Valerie Kiebala, a student at American University, puts it this way: “My decreasing ability to participate in campus activism, as my need to work increases, has frustrated me. The inevitable formation of a time hierarchy—students gaining more power and respect the more time they devote to an organization—both makes sense and, usually unintentionally, creates an exclusionary space, uninviting to those students who need to work.”

Why is a student movement needed today?

We see today a dangerous combination of an atrophying student movement and intensified attacks on the interests of students and youth by right-wing, anti-people forces.

After decades of rising tuition, student debt has exploded. There currently is over $1 trillion owed to banks and the federal government. This is the price of opportunity at the “end of history.” Affirmative action—particularly after the Supreme Court’s ruling on Schuette v. Coalition to Defend Affirmative Action—is under vicious attack. Black, Latino, women’s and gender studies departments are under attack, callously labeled “unnecessary” or “outdated.” In a related trend, professors like Anthony Monteiro face McCarthy-esque purges, under pressure that curricula become more class-collaborationist or outright reactionary.

The sum total is that the colleges and universities are becoming less and less a source of progressive ideas. A degree is as much a gateway to heavy debt burdens as it is a source of high-paying jobs.
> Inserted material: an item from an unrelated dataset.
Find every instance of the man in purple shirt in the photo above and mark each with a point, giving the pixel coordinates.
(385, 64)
For oppressed communities, colleges and universities look less and less like a road to progress, seeing as how they are  underfunded, understaffed and over-crowded without affirmative-action programs to overcome historic inequalities and oppression. At the same time, the graying leadership of broader mass movements lacks the energy, optimism and enthusiasm young students brought in the the 20th century’s revolutionary high-tide.

In fact, university administrations have become so powerfully reactionary that they have begun a wave of gentrification in working-class neighborhoods, where they are often situated. Schools like Temple University, Columbia University, New York University and others have begun aggressive land-grabs to make their schools more attractive to increasingly wealthy prospective students. Just as building luxury condominiums opens the floodgates to gentrification, aggressive university expansions decrease the supply of affordable housing and import wealthy residents at existing communities’ expense.

These factors—mountainous debt, right drift in curricula, endangerment of university staff and faculty and university-driven gentrification—clearly point to the need for a new, reinvigorated students’ movement. Strong student-worker unity and broad-based struggle is needed now more than ever to keep higher education progressive and to fight back against banks and university administrations. Without special access for working-class and oppressed peoples, colleges and universities’ progressive character sours, becoming again instruments of class ossification and barriers to better job opportunities for oppressed people. The need to fight restoration of yacht-club universities is more pressing than ever as the global counterrevolutionary trend has placed progressive higher education squarely in the crosshairs.